By slicing rocks very thin and using special filters, geologists can turn a drab-looking rock sample into a slice of color. These photographs zoom in on tiny sections of rock just a few millimeters across. The images can tell geologists about the formation and composition of a rock, or, as Italian geoscientist Bernardo Cesare discovered, they can provide a palette for artistic beauty.
Above, a sample of slag (a byproduct from smelting ore into metals) provided by Ivana Angelini. Read the full article.
Rocks aren't the only material that can reveal colors using the technique. This is a fragment of a plastic bag.
This is one of Cesare's favorite images, a type of metamorphic rock called a schist bearing the mineral charoite.
A garnet peridotite from Alpe Arami, Switzerland.
Graphite (the mineral used to make pencil "lead") in a metamorphic rock called a granulite from Kerala, India. The sample was provided by Satish Kumar.

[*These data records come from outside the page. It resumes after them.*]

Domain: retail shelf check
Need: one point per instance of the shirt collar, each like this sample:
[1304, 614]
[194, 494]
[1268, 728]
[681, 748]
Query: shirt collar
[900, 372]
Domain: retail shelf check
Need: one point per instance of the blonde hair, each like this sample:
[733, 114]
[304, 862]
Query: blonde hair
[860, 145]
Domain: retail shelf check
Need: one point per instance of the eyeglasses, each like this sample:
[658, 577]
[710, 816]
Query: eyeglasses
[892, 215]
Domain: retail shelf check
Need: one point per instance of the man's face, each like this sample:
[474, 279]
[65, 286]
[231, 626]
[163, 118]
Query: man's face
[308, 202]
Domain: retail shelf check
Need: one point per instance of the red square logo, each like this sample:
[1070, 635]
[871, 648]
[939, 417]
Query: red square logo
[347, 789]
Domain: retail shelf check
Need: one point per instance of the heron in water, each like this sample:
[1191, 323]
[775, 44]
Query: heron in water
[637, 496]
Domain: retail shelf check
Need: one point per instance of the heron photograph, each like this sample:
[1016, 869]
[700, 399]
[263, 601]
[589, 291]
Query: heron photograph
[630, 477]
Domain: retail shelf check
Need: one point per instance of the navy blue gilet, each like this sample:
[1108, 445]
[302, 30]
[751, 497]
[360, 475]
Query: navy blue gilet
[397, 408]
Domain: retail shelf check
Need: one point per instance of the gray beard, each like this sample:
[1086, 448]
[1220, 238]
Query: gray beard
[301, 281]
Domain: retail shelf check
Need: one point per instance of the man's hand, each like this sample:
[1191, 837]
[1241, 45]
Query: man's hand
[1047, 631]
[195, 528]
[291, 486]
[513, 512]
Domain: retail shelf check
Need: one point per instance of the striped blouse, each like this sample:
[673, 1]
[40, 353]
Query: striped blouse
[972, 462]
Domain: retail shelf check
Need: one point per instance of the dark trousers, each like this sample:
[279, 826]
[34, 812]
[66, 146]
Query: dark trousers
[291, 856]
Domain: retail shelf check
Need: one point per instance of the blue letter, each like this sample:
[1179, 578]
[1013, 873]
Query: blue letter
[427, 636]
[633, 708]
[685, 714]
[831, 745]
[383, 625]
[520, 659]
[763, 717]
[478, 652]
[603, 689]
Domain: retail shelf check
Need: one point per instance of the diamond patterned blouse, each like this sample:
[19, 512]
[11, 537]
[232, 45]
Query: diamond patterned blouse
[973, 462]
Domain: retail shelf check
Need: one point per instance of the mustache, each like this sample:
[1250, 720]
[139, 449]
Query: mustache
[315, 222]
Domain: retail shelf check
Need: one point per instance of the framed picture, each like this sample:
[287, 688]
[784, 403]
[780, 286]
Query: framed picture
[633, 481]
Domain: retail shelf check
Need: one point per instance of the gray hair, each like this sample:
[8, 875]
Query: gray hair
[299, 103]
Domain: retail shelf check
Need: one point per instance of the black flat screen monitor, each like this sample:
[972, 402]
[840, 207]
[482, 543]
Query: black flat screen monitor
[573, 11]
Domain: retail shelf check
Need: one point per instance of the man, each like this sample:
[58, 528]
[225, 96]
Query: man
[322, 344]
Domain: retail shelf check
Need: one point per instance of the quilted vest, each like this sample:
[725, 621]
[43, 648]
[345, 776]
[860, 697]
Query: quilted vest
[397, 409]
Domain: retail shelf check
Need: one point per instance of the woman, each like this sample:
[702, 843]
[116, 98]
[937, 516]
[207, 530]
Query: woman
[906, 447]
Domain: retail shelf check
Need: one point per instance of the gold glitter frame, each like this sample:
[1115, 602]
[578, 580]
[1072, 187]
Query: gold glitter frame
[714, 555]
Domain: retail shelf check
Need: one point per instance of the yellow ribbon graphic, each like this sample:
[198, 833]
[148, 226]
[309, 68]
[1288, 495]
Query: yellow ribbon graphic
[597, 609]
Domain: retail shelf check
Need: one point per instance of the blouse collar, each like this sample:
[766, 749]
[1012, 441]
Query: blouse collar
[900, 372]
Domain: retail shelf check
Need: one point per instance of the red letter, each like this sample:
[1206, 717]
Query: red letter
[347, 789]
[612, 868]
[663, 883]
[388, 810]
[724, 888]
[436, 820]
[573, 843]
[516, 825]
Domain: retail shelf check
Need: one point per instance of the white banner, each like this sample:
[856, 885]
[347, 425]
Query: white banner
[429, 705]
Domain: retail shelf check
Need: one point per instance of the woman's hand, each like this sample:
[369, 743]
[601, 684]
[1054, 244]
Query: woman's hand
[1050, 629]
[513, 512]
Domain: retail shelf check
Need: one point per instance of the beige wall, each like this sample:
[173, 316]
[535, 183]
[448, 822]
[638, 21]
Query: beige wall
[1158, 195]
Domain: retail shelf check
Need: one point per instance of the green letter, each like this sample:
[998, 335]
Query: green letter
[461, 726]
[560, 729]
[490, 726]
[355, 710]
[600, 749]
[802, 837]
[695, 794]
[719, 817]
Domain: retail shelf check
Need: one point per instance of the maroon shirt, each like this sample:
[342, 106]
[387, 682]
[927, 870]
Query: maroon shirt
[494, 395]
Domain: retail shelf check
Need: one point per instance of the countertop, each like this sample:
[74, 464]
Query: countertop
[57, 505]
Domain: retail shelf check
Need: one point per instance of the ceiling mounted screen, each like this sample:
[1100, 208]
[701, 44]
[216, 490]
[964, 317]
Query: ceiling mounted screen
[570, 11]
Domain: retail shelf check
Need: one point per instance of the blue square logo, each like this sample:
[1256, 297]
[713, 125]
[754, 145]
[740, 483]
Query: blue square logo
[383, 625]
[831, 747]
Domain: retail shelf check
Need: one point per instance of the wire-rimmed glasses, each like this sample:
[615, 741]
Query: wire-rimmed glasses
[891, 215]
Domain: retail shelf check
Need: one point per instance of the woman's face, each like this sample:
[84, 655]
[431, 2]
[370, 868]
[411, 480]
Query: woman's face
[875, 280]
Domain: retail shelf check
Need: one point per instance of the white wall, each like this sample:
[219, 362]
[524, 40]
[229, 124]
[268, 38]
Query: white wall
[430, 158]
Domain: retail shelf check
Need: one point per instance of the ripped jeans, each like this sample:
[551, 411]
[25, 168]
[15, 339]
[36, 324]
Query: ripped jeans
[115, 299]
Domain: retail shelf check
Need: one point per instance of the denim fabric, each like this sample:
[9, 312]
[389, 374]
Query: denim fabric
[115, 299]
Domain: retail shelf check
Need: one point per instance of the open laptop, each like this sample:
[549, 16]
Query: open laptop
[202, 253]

Ocean Jasper from Madagascar is on of Bernardo Cesare's favorite rock micrographs, due to its flower-like patterns.
Charoite-bearing rock from Yakutia, Russia
A granulite (a type of metamorphic rock) from Manitoba, Canada, provided by Martha Growdon.
Crystals in a chunk of lava from Lipari, Italy, take the shape of a heart.
Crystals of the mineral plagioclase in gabbro, an igneous rock.
Ocean Jasper from Madagascar.
Another view of Madagascar Ocean Jasper.
Microfolds in a metamorphic rock called phyllite from the eastern Alps of Italy.
A limestone from Veneto, Italy holds a secret: A coin-shaped fossil, the remains of a marine protozoan called a Nummulite. These fossils are common in rocks around the Mediterranean.